I want to do all four Roman pastas and am trying to come up with a bulletproof cacio e pepe. Probably a fools errand but I seem to enjoy those. Recipes that rely on feel are always the hardest to write…
I couldn’t help noticing that your post’/emails have moved away somewhat from Indian/Asian food and have now moved on to Italian style recipe’s. That’s fine of course and I like pasta as much as anyone…for a change. I did notice however that Indian/Asian food had become less of a thing, certainly in the UK. In Birmingham for example, once where there were hundreds of take-aways and Restaurants selling the food I adore, now there are a mere handfull. So many big names…gone. I know fashion is a fickle thing and good food seems to be included in that, maybe it’s a generational thing. Anyway, I mourn the decline (for whatever reason) of dozens of old haunts. I don’t know if that’s true in Canada as well. Bit of a shame really but the world turns, often in ways I don’t want it to.
I wouldn’t read too much into any individual post.
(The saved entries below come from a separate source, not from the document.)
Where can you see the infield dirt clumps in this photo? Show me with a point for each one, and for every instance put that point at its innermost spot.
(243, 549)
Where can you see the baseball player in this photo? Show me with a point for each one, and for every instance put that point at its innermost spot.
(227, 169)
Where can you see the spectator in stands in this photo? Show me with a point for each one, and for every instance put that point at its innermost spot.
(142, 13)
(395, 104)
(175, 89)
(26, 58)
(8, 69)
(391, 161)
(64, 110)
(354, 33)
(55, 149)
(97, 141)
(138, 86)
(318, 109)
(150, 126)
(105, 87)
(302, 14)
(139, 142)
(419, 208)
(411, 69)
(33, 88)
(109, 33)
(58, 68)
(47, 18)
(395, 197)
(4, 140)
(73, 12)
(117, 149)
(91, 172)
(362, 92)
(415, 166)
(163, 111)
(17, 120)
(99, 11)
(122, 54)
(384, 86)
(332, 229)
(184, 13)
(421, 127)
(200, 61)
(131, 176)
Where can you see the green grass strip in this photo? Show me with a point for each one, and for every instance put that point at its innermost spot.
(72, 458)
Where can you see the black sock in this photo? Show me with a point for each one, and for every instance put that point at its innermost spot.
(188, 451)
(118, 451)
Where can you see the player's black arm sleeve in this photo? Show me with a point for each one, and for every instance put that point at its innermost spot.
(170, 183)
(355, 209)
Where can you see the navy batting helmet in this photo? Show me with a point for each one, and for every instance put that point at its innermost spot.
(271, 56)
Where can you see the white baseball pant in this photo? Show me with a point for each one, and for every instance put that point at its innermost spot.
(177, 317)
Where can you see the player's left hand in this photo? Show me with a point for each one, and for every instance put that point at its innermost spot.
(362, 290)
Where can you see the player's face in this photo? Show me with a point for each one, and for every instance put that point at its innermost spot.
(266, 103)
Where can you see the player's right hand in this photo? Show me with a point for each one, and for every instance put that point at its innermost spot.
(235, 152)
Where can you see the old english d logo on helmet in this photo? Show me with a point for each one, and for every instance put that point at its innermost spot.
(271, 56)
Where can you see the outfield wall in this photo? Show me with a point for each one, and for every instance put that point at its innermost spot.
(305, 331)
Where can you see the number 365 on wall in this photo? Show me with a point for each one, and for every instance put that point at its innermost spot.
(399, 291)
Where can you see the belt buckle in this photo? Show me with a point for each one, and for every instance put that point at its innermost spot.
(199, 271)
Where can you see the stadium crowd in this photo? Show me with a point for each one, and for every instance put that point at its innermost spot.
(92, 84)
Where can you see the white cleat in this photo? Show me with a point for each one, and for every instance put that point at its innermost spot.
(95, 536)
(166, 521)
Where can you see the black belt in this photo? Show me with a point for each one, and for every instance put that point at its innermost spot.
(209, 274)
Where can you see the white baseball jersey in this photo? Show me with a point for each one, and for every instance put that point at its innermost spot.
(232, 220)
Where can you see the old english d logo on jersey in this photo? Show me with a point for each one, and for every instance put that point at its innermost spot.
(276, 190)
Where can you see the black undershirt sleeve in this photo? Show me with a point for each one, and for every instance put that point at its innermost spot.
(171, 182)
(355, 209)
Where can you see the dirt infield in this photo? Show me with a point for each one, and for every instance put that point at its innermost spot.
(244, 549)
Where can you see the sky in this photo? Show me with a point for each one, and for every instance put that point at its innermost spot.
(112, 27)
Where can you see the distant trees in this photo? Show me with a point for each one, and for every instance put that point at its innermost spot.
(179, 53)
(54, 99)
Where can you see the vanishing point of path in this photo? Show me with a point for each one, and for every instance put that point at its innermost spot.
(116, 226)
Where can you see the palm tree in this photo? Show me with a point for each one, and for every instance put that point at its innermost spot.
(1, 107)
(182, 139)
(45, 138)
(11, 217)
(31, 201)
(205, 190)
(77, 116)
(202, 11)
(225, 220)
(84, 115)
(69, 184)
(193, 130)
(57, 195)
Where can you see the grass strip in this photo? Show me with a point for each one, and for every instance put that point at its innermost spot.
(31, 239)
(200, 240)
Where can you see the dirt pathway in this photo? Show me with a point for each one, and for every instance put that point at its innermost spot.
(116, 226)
Glebekitchen is mostly about Indian and Asian but I do like to mix it up with other cuisines. I’ve posted the odd Italian or French or American Southwest or Mexican recipe since the beginning.
I go through phases sometimes. I am in the middle of a Chinese takeout phase but I went through a long phase of mostly Indian and Indianish before that. I typically write about what I am eating at any given point in time. If it interests me I hope it will interest others enough to get them into the kitchen cooking for themselves. That’s really my whole thought process. I just want people to enjoy cooking – as I suspect you already do:-)
Hi Romain,
You missed out my favourite Italian pasta dish in your list, also incredibly simple with only a few store cupboard ingredients, Puttanesca (also has a few crude names).
It’s truly wonderful and you should try it if you don’t know it.
Delia has a very good recipe:
I mentioned the four great Roman pastas. I see how perhaps that could be interpreted as the four great Italian pastas. If I had to come up with the great Italian pastas it would be a very, very, very long list. And yes, puttanesca would definitely be on it. It’s a classic!